To my standard reference 3 (list of populations), I added the Yunusbayev et al Caucasus samples which include the following:
- 20 abhkasians
- 16 armenians
- 19 balkars
- 13 bulgarians
- 20 chechens
- 14 kumyks
- 6 kurds
- 15 mordovians
- 16 nogais
- 15 north-ossetians
- 15 tajiks
- 15 turkmens
- 20 ukranians
These 204 samples increased the total to 4,090.

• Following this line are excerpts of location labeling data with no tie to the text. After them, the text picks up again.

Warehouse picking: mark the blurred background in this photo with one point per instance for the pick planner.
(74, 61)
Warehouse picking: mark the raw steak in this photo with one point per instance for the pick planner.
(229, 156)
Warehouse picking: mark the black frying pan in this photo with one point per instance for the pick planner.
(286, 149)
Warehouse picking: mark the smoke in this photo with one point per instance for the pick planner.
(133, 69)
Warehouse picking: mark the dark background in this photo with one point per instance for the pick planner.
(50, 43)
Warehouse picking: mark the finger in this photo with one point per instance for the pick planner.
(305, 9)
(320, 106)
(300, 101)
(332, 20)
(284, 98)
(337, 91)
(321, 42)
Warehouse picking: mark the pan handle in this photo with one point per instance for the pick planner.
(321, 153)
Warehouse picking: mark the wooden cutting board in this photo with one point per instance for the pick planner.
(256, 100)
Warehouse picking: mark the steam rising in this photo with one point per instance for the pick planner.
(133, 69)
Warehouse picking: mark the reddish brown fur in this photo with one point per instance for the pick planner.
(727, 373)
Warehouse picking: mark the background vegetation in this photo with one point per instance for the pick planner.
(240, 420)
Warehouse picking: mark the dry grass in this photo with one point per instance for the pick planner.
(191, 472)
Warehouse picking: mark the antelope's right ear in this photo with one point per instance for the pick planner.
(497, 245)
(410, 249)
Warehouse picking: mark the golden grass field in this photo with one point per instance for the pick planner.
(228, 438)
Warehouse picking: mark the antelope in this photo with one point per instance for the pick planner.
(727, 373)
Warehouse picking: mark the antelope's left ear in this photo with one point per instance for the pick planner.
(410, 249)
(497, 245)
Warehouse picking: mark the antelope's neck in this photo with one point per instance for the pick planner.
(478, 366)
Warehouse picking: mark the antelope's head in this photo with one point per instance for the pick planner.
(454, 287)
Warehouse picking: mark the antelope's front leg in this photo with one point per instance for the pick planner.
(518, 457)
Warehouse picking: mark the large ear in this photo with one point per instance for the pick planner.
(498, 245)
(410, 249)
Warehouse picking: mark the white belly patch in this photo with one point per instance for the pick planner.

Then I applied a stricter IBD relationship cutoff than I have before. Previously my focus was on removing relatives, but now I wanted to remove samples that seemed highly inbred or belonged to highly bottle-necked small groups so they would not create their own clusters in Admixture. This process removed the following 164 samples:
- maasai 30
- papuan 15
- karitiana 12
- pima 12
- onge 8
- surui 7
- luhya 6
- melanesian 6
- colombian 5
- hadza 5
- koryaks 5
- sandawe 5
- san 4
- turkmens 4
- african-americans 3
- east-greenlanders 3
- great-andamanese 3
- nganassans 3
- chenchu 2
- evenkis 2
- han-chinese-south 2
- maya 2
- mbutipygmy 2
- mexicans 2
- utahn-whites 2
- aus 1
- bantukenya 1
- british 1
- chinese-americans 1
- gujaratis-b 1
- iranians 1
- naxi 1
- north-kannadi 1
- samaritians 1
- she 1
- tuvinians 1
- yemenese 1
- yoruba 1
- yukaghirs 1
Finally, I added the 165 founders from the Harappa Project participants (up to HRP0180).
The crossvalidation error for the admixture results with K (number of ancestral components) from 2 to 20 is plotted here.
Zooming in,
The lowest crossvalidation errors are for K=17 and K=12.
The admixture results are in a spreadsheet.
In addition to K=17 and K=12, take a look at the results for K=15.
PS. I should point out that the names for the ancestral components are just useful mnemonics based on the current distribution of that component. Also, a component with the same name at one value of K is different from a similarly named component at another K.